The diagnosis of inflammatory tinea capitis or also known as Querion de Celso was corroborated. The treatment was based on oral terbinafine at a rate of 125 mg per day for 1 month in addition to the use of 2% ketoconazole shampoo during the daily bath under a gentle digital massage for 5 minutes. Therapy was effective with slow hair repopulation and reduction of the inflammatory reaction, without scarring after 2 months (Figure 4).
Tinea capitis is a common skin disease in the pediatric age, it is estimated that 3 to 8% of children in the United States of America are affected, especially those of Latino and African American ancestry have increased their incidence by more than 200 % in the last 10 years. Although there are great variations in age and gender according to the causative microorganism, the age peak is from 3 to 8 years, more common among males. Microsporum canis, a zoophilic dermatophyte of domestic pets is the most frequent responsible in Latin America, occurs the interpersonal transmission under the close and close physical contact conditioning epidemics in homes, orphanages, schools or hospitals. Trichophyton tonsurans is another common causal agent that unlike Microsporum canis has a high index of asymptomatic carriers with chronic subclinical infections that make it difficult to control the disease. According to Elewsky the role of contaminated objects is doubtful in cases produced by the latter. Several clinical-morphological patterns of presentation are distinguished:
Microsporic tinea, in this fragmented arthroconidia are located around the hairy cuticle, parasite ectotrix, there are one or more lesioned circular pseudoalopécica lesions well delimited rojizodescamativas up to 6 cm in size. The hairs break within 3 mm of their emergence from the scalp.

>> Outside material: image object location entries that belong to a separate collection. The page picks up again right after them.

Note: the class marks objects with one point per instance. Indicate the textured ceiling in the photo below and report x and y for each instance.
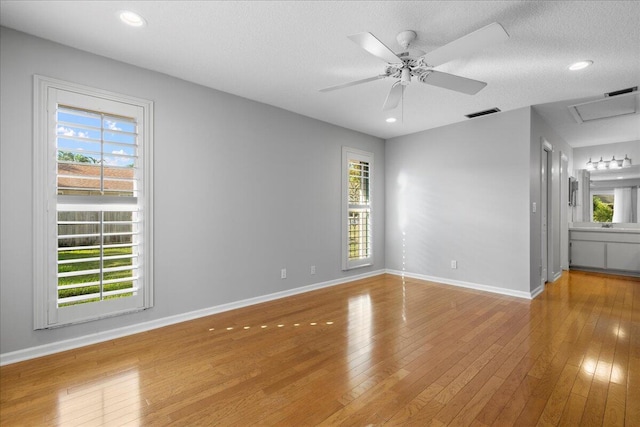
(281, 53)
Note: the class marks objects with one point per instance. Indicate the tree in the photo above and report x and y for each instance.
(602, 212)
(68, 156)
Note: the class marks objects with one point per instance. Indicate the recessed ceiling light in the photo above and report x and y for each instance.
(132, 18)
(580, 65)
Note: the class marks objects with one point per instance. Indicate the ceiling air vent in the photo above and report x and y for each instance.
(614, 104)
(482, 113)
(622, 91)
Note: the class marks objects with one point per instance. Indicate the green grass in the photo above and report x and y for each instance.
(87, 278)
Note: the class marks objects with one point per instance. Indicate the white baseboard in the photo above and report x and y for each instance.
(468, 285)
(70, 344)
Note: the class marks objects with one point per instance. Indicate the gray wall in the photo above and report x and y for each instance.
(242, 189)
(459, 192)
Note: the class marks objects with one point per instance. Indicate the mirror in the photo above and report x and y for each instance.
(613, 196)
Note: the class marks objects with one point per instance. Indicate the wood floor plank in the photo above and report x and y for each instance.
(378, 351)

Trichophytic tinea, the endotrix parasite in which arthroconidia is located inside the hair shaft replacing the intrapapillary keratin leaving the cortex intact. It is presented as several plates of smaller dimension, intermingled hairs of normal appearance with those cut to different levels, is the ring of the "black spots".

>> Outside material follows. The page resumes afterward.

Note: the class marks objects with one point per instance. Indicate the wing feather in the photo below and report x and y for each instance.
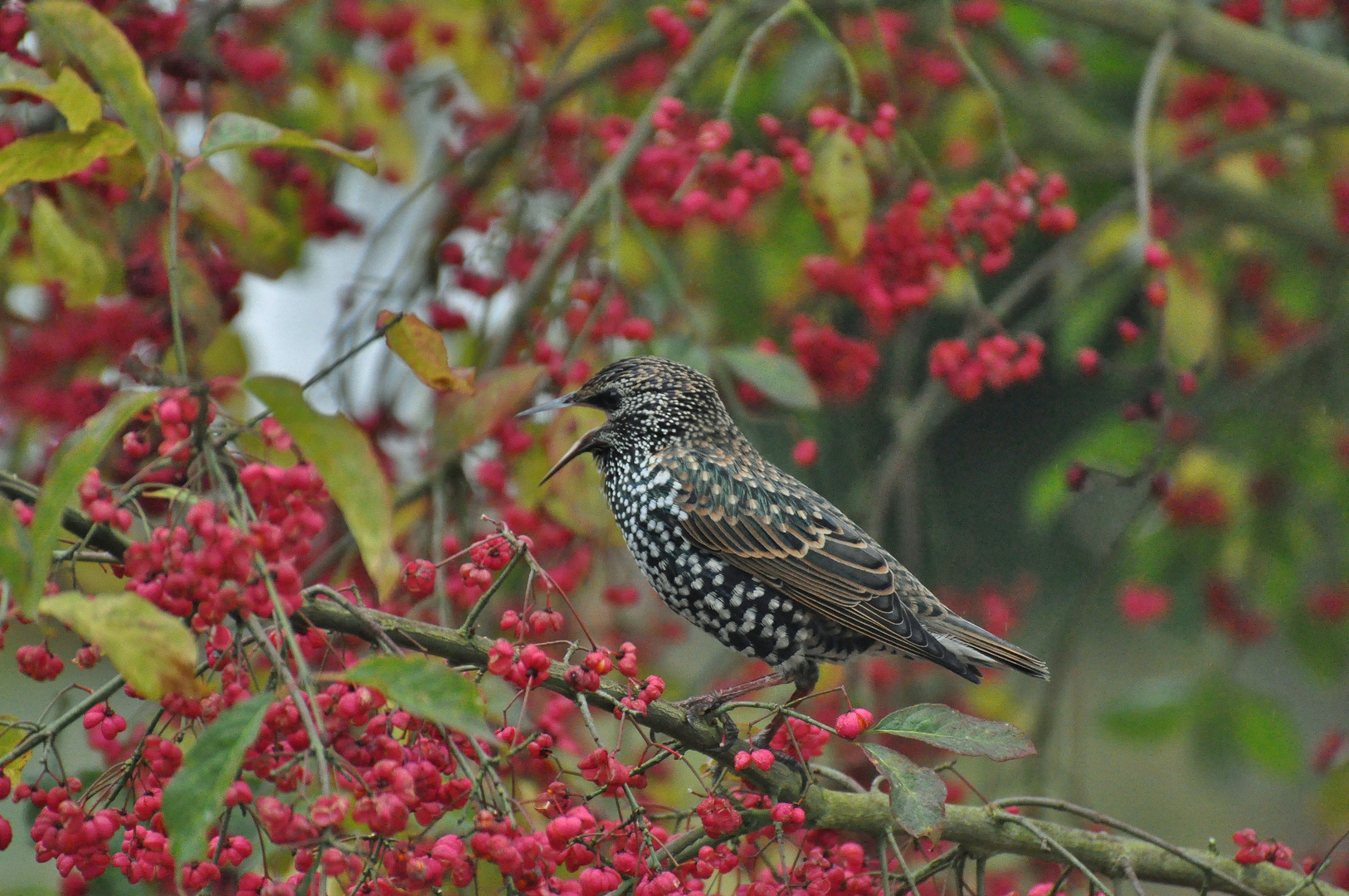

Querion of Celsus, is the inflammatory form of ringworm of the head with one or a few alopectic lesion plates occasionally painful with erythema, desquamation, meliceric crusts, pustules and abscesses, the sign of the "foam" consisting of the expression of Purulent material through the follicular orifices by compressing the affected fluctuating zone. The state of self immunity is high, the damage of the area involved results from the attempt to eliminate the responsible microorganism.
The treatment of choice is griseofulvin, other alternatives are oral imidazoles or oral terbinafine for 6 to 8 weeks. It is recommended 1 or 2 more months after obtaining the clinical and mycological cure with the aim of reducing recurrences.
The case presented is shared with the purpose of identifying this frequent pathology in children and treating it in a timely and effective manner.3-6
None.
The author declares no conflict of interest.